Seu resultado é a produção de corpos dóceis, úteis e obedientes — disciplinados pela vigilância constante, tanto dos outros quanto de si mesmos.
"A disciplina fabrica corpos submissos e adestrados, corpos dóceis. Ela aumenta as forças do corpo (em termos econômicos de utilidade) e diminui essas mesmas forças (em termos políticos de obediência).”(Michel Foucault, em “Vigiar e Punir”)
As instituições disciplinares compartilham a mesma lógica arquitetônica e simbólica: espaços construídos para vigiar, ordenar e normalizar. Com o tempo, os indivíduos internalizam essa lógica e tornam-se também agentes de normalização de si e dos outros.
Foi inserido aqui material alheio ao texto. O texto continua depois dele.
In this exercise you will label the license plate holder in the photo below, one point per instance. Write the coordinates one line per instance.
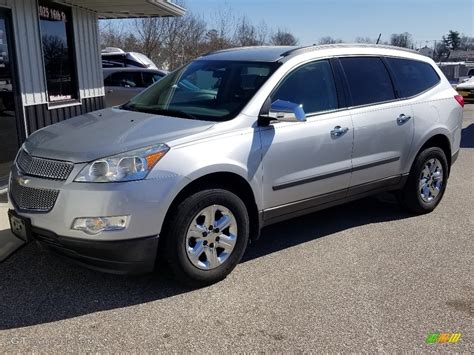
(20, 226)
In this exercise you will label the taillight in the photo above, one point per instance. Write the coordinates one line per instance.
(460, 100)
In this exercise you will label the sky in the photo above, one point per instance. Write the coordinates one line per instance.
(309, 20)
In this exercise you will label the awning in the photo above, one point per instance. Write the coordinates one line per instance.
(129, 8)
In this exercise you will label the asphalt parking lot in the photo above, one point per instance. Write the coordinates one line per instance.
(361, 277)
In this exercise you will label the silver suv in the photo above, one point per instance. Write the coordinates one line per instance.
(191, 169)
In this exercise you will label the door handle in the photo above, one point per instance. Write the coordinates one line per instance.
(339, 131)
(403, 118)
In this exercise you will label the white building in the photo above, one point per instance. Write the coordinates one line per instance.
(50, 67)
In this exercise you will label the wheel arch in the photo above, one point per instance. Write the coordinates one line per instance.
(227, 180)
(441, 141)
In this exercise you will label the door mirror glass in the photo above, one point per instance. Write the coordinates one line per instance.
(286, 111)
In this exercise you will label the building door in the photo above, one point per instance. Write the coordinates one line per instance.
(9, 112)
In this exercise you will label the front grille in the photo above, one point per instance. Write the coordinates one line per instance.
(31, 198)
(45, 168)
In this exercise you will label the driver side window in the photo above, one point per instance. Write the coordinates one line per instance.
(312, 86)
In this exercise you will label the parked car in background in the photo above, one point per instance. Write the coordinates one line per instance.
(116, 57)
(466, 89)
(121, 84)
(191, 169)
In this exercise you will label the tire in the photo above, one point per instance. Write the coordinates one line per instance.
(421, 201)
(182, 246)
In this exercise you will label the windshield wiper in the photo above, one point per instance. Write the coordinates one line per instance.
(159, 111)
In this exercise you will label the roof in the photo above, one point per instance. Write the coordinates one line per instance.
(251, 54)
(133, 70)
(129, 8)
(277, 53)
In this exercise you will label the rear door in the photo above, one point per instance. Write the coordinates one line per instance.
(383, 124)
(304, 160)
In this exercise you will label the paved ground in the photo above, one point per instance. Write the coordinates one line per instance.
(361, 277)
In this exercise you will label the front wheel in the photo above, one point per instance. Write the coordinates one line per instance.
(427, 182)
(206, 237)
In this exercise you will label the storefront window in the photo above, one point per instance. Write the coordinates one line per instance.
(57, 38)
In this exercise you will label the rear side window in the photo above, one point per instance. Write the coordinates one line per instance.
(368, 80)
(312, 86)
(413, 77)
(124, 79)
(150, 78)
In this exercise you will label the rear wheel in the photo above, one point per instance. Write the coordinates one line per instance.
(427, 182)
(206, 237)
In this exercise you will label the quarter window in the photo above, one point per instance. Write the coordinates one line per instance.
(368, 79)
(57, 41)
(312, 86)
(413, 77)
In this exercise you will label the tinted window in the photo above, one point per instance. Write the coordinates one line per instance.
(150, 78)
(413, 77)
(312, 86)
(56, 36)
(124, 79)
(368, 79)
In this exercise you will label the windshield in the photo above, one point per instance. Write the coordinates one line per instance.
(204, 90)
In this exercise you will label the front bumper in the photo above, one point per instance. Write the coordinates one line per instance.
(144, 202)
(133, 256)
(129, 251)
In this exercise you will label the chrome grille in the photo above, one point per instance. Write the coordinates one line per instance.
(45, 168)
(33, 199)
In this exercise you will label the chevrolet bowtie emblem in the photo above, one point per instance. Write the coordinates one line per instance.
(22, 181)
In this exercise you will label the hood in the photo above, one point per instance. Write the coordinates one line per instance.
(108, 132)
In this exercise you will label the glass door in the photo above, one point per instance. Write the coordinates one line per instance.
(9, 137)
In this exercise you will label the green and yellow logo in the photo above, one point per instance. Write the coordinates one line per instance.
(442, 338)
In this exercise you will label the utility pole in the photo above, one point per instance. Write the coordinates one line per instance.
(378, 39)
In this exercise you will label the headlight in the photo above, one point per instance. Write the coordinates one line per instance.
(130, 166)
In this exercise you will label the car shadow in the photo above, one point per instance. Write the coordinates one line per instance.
(37, 288)
(467, 137)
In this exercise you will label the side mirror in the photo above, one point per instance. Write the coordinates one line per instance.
(286, 111)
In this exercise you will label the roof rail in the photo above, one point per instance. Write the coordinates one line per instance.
(110, 50)
(315, 47)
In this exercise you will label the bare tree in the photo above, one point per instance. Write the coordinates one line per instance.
(402, 40)
(246, 34)
(367, 40)
(283, 38)
(467, 43)
(329, 40)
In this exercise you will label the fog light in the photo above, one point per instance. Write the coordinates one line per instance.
(96, 225)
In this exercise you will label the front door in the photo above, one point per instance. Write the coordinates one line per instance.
(9, 123)
(312, 158)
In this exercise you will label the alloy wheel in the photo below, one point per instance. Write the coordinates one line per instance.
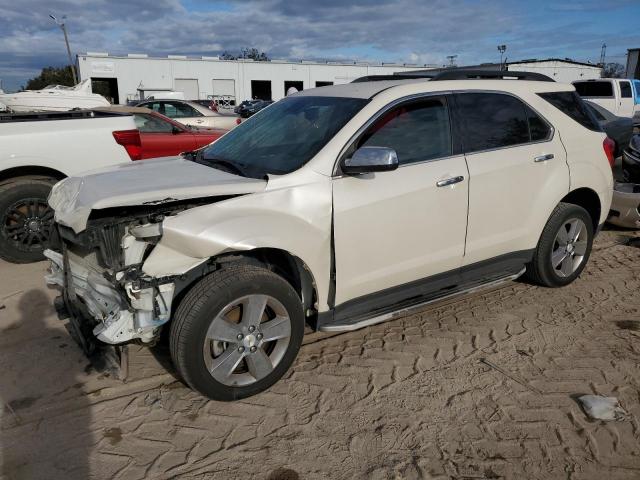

Perceber esses procedimentos e sua atuação é o primeiro passo para resistir, reinventar e afirmar modos de vida singulares. A crítica, aqui, é um gesto de insubmissão.
Referências:
CASTRO, Edgardo. Introdução a Foucault. Belo Horizonte: Autentica Editora, 2014.
FIGUEIREDO, Luiz C.; SANTI, Pedro L.. Psicologia, uma (nova) introdução: uma visão histórica da psicologia como ciência. São Paulo: Educ, 2004.
FOUCAULT, Michel. Microfísica do poder. Rio de Janeiro: Graal, 1979.
FOUCAULT, Michel. Vigiar e Punir: nascimento da prisão. Petrópolis, RJ: Vozes, 2014.